This Monday the Norwegian Petroleum Directory started the largest ever seismic shooting operation outside the Vesterålen islands in the north of Norway. The operation consists in shooting sound waves against the sea bottom to search for possible oil deposits.
This area is one of the most important for Norwegian fisheries, and the massive sound waves scare the fish away from their usual habitats and patterns.
“We demand a full stop to the seismic shootings”, said Bellona’s president Frederic Hauge who is present in the area in question, monitoring the situation from Bellona’s ship M/S Kallinika.
According to Norway’s new Ocean Resources Law the fisheries are supposed to have precedence over other activities in this area.

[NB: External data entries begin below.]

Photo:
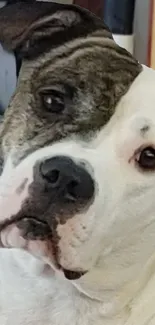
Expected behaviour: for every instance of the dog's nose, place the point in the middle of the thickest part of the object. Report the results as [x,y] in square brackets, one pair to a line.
[68,180]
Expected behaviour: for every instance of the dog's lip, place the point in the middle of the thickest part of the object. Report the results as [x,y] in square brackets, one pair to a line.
[73,275]
[68,273]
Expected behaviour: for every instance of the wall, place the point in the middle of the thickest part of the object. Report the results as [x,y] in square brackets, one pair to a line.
[141,25]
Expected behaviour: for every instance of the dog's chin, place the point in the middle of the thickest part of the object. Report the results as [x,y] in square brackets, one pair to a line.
[37,241]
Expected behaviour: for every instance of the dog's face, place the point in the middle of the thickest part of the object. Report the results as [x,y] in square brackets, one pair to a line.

But although there is fishing going on, the Norwegian Petroleum Directory continue the shooting and are planning to keep doing so for the next six weeks as they work their way closer to land.
The conflicts that are now taking place between oil and fish interests in the Lofoten and Vesterålen area is just a preview of what is to come if Norwegian politicians decide to let oil companies start oil drilling:
“The oil interests are completely overriding the local fishermen. This is a democratic problem. The oil companies have given promises of a peaceful coexistence with the fisheries, but it is now obvious to everyone that this is simply not possible on this very narrow part of the Norwegian continental shelf”, says Hauge, president of Bellona.
Oil drilling outside Lofoten and Vesterålen is set to become one of the big issues in the campaign for the Norwegian parliamentary elections in September.
The current government running for reelection is a coalition between the Labour Party, the Socialist Party and the Center Party. The government is split in this issue as the two latter parties are against oil drilling whilst the social democratic Labour Party, the largest coalition partner, is in favor of opening up the area for oil drilling.
The opposition is however also split on this vital issue that is not only a conflict between large oil companies and local industries, but also a question of nature preservation and climate change.